"David G. Johnston" <david.g.johnston@gmail.com> writes: > On Thursday, February 29, 2024, PetSerAl <petseral@gmail.com> wrote: >> postgres=# with a(b) as (values (row(1,2,3))) >> postgres-# select * from a, coalesce(b) as c(d int,e int, f int) >> postgres-# union all >> postgres-# select * from a, nullif(b, null) as c(d int,e int, f int) >> postgres-# union all >> postgres-# select * from a, unnest(array[b]) as c(d int,e int, f int) >> postgres-# union all >> postgres-# select * from a, json_populate_record(b, null) as c(d int,e >> int, f int); --expect OK
> My concern with all of this is accepting the specification of column > definitions for functions that don’t return the record pseudo-type.
Hm? These cases all *do* return record, because that's what a.b is typed as.
I strongly dislike the seemingly overloaded terminology in this area. Namely I was trying to distinguish these two example function signatures.

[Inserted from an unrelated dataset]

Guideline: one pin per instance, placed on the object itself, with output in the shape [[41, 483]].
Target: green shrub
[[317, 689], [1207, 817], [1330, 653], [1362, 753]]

json_populate_record ( base anyelement, from_json json ) → anyelement
jsonb_to_record ( jsonb ) → record
Polymorphic functions do not require a column definition list. The non-polymorphic function signature does require the column definition list. That we accept a column definition list in the polymorphic case is settled code but seems like it led to this bug.